The line, "You load sixteen tons and what do you get? Another day older and deeper in debt," came from a letter written by Travis' brother John. Another line came from their father, a coal miner, who would say, "I can't afford to die. I owe my soul to the company store."

A 1955 version recorded by Tennessee Ernie Ford reached number one in the Billboard charts, while another version by Frankie Laine was released only in Western Europe, where it gave Ford's version competition.

On March 25, 2015, it was announced that Ford's version of the song will be inducted into the Library of Congress's National Recording Registry.

The song is usually attributed to Merle Travis, who is credited on his 1946 recording. George S. Davis, a folk singer and songwriter who had been a Kentucky coal miner, claimed on a 1966 recording for Folkways Records to have written the song as "Nine-to-ten tons" in the 1930s. Davis' recording of his version of the song appears on the albums George Davis: When Kentucky Had No Union Men and Classic Mountain Songs from Smithsonian.

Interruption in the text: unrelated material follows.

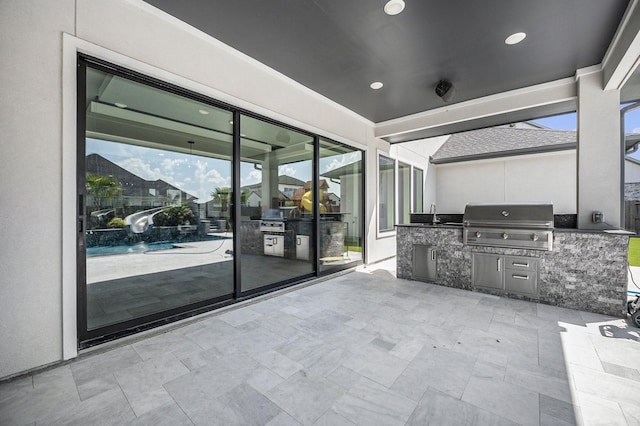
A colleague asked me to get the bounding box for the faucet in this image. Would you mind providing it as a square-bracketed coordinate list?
[429, 203, 440, 225]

According to Travis, the line from the chorus, "another day older and deeper in debt", was a phrase often used by his father, a coal miner himself. This and the line, "I owe my soul to the company store", is a reference to the truck system and to debt bondage. Under this scrip system, workers were not paid cash; rather they were paid with non-transferable credit vouchers which could be exchanged only for goods sold at the company store. This made it impossible for workers to store up cash savings. Workers also usually lived in company-owned dormitories or houses, the rent for which was automatically deducted from their pay. In the United States the truck system and associated debt bondage persisted until the strikes of the newly formed United Mine Workers and affiliated unions forced an end to such practices.